Jeu des petits chevaux () is a French cross and circle game, closely related to ludo. It consists of moving several pawns (called horses) to the home reserved for their color. Each player will receive between 1 and 3 horses in general. The first player to reach the last triangular square wins the game.

Rules 

Two to four players each have one or more horse pawns, and play by rolling a dice in turn. A player must first roll a 6 with the dice to be able to remove a horse from his stable. He must then make it go through all the squares located on the periphery of the board, moving it forward by a number of squares equal to the result of the die. The pawns are advanced clockwise.

There are different special cases. Thus, when a horse arrives on a space occupied by a competitor, it sends it back to its stable (the start).
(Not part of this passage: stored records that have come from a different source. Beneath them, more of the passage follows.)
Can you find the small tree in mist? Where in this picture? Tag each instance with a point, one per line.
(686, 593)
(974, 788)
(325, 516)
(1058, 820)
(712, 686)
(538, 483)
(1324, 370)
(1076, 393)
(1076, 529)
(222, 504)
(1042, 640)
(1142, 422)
On the other hand, if the player arrives on a square occupied by another horse of his color, he stops his pawn just behind. Finally, a 6 obtained on the dice allows you to replay.

After his pawn has gone around the board, the player must make the exact number on the dice so that he stops in front of his staircase. For example, if the horse pawn is located three squares from the bottom of the stairs, the player must roll a 3 on his dice to take his pawn down the stairs. If the number is too large, he advances his pawn to the bottom square of the stairs, then moves it back by the number of squares corresponding to the difference between the number to be made and the number made; taking the example again: if the player rolls 4 with the dice, he will move the pawn forward three spaces, then move it back one space.

Once a player's pawn is in the square in front of the stairs of his color, he must go up step by step to the center of the game. For this, the player must obtain the exact number entered each time. in the box, and a 6 to get to the cut.

The victory is won by the first player who manages to bring, according to variants, one or more of his horse pawns to the cup.

Each player is free to bring out the number of horses he wants, but he can only move one horse per turn.